As everyone races out of the tent, Colonel Dansern in tow, the goblin troops turn en masse to regard you with gleeful predatory eyes. You can see their gazes lock onto the fuming Cyran commander. Those with bows immediately train them on Dansern.

As Grace leaps forward into the melee as the others size up the situation, Dansern yells to a nearby guard, "Get the chest out of the tent, sergeant! The warforged need the final messengers!" He tries unsuccessfully to free his arm from Fixem's iron grip.

[sblock=OOC]Erran hits, dealing 10 points of damage to the hobgoblin. Here's a rough map of the situation. To the east the hill drops off gradually to the valley floor. To the west, the hill abuts a larger mountain. Two squares = 5 feet.



Zurai can still use this round to attack should he wish, since he said he was moving to engage. I need an action from Craft before it's the gobbos' turn.[/sblock]


----------



## Voda Vosa (Nov 1, 2007)

Spider shoots his arrow to one of the archer goblins in a fast move.
OOC: Attack: 10 (http://invisiblecastle.com/find.py?id=1347707)
Dmg if hit: 2 (http://invisiblecastle.com/find.py?id=1347712) if sneak attack is possible add 6 (http://invisiblecastle.com/find.py?id=1347714)


----------



## Zurai (Nov 1, 2007)

Grace will engage the goblin archers threatening the commander.
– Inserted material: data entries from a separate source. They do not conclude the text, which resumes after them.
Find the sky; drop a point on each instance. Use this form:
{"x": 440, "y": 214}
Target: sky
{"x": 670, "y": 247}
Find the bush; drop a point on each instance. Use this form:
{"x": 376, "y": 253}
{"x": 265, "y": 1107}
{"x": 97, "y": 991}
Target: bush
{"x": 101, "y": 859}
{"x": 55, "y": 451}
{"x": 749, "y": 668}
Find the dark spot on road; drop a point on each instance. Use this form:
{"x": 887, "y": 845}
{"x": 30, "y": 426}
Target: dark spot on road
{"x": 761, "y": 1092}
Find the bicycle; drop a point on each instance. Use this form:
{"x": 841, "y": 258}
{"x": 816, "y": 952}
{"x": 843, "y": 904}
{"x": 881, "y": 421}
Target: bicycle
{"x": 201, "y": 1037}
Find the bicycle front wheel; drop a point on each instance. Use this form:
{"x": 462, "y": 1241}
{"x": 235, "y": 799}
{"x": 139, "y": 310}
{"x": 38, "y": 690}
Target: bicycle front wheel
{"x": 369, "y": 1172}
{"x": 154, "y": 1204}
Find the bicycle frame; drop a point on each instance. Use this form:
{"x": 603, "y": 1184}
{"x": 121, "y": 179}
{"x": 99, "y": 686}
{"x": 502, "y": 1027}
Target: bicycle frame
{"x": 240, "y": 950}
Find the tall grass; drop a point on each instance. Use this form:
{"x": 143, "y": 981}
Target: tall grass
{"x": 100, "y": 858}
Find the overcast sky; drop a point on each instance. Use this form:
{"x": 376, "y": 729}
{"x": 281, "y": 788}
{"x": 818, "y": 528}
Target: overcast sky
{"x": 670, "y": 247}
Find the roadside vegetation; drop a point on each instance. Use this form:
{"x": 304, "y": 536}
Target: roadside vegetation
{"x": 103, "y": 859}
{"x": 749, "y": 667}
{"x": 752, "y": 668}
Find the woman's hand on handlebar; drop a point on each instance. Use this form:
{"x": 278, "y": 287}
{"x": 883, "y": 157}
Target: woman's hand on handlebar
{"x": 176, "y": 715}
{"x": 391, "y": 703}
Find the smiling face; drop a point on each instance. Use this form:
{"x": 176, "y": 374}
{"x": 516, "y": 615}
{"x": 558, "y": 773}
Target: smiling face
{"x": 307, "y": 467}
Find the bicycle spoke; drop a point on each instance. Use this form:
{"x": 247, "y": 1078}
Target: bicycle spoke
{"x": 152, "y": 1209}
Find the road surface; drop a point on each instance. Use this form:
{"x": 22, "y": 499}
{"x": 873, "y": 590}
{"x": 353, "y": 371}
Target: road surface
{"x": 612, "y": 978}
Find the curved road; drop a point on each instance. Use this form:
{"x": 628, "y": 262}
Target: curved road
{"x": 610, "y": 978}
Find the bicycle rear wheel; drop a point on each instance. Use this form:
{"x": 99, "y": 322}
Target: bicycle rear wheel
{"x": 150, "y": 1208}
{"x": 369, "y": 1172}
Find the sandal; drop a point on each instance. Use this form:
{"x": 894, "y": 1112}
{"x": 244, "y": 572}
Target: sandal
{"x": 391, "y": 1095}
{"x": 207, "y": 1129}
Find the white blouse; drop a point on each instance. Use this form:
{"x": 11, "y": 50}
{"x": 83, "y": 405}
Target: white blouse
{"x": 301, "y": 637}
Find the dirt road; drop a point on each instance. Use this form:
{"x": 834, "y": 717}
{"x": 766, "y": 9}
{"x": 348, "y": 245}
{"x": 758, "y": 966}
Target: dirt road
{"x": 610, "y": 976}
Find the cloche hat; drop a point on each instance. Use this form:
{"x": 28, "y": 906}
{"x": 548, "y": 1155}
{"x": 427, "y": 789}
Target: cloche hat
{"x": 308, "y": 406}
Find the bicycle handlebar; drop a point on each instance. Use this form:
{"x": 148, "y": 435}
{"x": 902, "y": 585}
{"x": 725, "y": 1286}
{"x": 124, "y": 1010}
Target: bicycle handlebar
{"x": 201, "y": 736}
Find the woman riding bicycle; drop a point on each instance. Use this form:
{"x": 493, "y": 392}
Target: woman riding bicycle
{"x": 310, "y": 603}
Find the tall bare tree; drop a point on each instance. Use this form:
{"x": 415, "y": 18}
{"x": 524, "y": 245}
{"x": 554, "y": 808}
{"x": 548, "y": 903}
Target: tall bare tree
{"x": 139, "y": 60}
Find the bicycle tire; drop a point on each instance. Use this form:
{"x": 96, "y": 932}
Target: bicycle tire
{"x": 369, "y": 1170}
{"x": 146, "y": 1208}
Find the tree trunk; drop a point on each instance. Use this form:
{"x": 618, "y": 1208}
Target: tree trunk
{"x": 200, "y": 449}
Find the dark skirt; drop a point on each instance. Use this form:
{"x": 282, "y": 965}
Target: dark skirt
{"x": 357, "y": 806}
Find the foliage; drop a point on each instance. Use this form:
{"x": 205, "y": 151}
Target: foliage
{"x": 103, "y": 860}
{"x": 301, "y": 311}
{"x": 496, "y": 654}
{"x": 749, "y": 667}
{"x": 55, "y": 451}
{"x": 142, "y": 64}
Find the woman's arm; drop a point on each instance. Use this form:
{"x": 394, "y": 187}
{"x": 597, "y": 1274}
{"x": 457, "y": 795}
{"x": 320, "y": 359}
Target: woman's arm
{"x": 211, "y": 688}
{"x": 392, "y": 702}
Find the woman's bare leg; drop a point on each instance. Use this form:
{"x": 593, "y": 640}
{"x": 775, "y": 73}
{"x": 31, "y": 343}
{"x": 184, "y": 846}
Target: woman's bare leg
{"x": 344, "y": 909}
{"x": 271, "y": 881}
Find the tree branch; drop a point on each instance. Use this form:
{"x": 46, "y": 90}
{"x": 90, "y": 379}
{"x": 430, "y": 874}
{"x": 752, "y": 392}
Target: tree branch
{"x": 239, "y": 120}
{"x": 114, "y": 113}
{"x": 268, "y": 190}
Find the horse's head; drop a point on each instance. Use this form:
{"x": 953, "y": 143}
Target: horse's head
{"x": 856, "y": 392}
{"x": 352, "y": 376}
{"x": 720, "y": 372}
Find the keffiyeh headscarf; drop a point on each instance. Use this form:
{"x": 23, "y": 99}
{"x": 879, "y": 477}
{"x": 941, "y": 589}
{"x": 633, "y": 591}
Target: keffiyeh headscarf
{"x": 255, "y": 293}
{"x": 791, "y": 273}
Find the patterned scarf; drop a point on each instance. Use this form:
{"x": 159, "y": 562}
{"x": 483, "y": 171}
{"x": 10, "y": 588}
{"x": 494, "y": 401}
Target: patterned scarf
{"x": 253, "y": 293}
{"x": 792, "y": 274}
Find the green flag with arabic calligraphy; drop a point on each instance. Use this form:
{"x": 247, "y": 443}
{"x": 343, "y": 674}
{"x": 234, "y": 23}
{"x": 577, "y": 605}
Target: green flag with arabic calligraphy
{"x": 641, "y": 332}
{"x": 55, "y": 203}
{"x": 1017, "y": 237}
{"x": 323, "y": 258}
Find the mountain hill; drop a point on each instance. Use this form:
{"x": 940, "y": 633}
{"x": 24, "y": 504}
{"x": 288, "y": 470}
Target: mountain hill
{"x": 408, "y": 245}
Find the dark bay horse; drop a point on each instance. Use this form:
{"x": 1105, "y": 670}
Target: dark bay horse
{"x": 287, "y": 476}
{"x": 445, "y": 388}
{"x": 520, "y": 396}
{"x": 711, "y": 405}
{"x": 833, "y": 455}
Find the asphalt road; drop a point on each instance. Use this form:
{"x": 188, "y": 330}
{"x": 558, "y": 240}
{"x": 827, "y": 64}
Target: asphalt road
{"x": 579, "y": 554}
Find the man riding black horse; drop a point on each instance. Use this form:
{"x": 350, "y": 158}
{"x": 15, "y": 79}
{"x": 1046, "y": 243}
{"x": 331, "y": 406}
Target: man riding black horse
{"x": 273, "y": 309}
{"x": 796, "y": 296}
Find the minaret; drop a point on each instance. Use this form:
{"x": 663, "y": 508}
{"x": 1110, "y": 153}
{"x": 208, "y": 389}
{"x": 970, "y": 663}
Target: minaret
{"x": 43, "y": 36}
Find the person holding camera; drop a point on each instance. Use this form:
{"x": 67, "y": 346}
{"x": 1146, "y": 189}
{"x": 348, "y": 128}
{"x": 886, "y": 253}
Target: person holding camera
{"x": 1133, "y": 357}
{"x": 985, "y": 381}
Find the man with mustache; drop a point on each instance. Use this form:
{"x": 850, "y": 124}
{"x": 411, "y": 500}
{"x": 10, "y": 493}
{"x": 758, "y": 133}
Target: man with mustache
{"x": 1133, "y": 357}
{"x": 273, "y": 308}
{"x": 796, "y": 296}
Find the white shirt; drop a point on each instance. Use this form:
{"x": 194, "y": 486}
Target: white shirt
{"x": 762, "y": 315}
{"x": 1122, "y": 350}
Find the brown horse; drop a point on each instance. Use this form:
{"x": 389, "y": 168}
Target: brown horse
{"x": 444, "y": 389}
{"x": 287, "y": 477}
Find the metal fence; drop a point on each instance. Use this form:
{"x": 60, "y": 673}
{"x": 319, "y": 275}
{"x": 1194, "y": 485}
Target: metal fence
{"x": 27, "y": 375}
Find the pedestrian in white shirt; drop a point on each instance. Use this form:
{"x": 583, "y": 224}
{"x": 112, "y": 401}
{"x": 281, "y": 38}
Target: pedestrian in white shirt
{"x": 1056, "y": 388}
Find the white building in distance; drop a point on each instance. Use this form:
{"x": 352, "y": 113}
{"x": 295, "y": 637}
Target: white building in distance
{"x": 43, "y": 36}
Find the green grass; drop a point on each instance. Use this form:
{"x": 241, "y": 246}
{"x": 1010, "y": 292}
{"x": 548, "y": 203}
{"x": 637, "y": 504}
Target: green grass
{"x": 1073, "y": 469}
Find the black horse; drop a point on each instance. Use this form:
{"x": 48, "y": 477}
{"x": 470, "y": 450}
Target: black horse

Since they can't AoO him (as they're wielding ranged weapons), he'll do his best to wedge himself into their lines so that they can't easily five-foot step away from him to fire. He'll attack the nearest one.


OOC: 
Attack roll: 11
I'll add an action point to that: 6
Total attack roll: 17
Damage: 7


----------



## Redclaw (Nov 1, 2007)

Erran looks around and sizes things up.  We need to get the colonel to his horse.  That's his best chance.  
Drawing another arrow, Erran moves between the goblins and the line of horses, dodging incoming fire.  He settles in to a spot that gives him a good view of the enemy, then takes another shot at the hobgoblin.
[sblock=ooc] Shot at hobgoblin, +4 for 11 .  I'll action point it for a +5 a total of 16, dealing 4 points of damage if it hits. [/sblock]


----------



## Isida Kep'Tukari (Nov 1, 2007)

_Chest.  Needs the items from the chest,_ Dog thinks, and looks back into the tent.

"Small Dog, guard, stay!" he commands, and goes back into the smoky tent, hoping to grab the important chest with the "final messengers" in it.


----------



## Eryndur (Nov 1, 2007)

The goblin archers' attention on the colonel is immediately distracted by the the warforged paladin barreling into their midst. One of the foul creatures is messily dispatched.
[sblock=OOC]Grace hits, killing a goblin archer.[/sblock]
Dog runs back into the flaming tent, attempting to dodge the raging fire and find the chest.
[sblock=OOC]Reflex Save vs. DC 15 to avoid catching on fire. Rolls 10+1=11. Failure. Takes 1d6=2 points of damage.[/sblock]
The flames curl up his ironwood hide, catching on bits of cloth, and causing searing pain to the druid. He reaches the chest through the flame. It looks as though it is unlocked.

Meanwhile, one of the guards swarmed by two goblins manages to gut one with a dagger, throwing it off him.

[sblock=OOC]Erran's and Spider's actions will have to wait til next round, as they've both acted already this round. Dog running back into the tent counts as part of his 1st round move. He is on fire, and will need to make Reflex saves each round until doused. I still need an action from Craft, then it is the goblins' turn. Here's the updated layout (PCs are noted by the first initial of their name):


[/sblock]


----------



## Mellubb (Nov 1, 2007)

Once out side of the smoke filled tent Fixem drops the Colonel and draws his great sword.
 Drop Colonel=swift action
 Draw Weapon= move action
 Ready to attack any goblins/hobgoblin that moves within 5 ft of me.  
1d20+4=9 plus action point 5 =14 to hit.
damage= (2d6+4) 10


----------



## Voda Vosa (Nov 2, 2007)

Spider draw his sword, and goes tumbling after Grace, trying to get cover from his shield.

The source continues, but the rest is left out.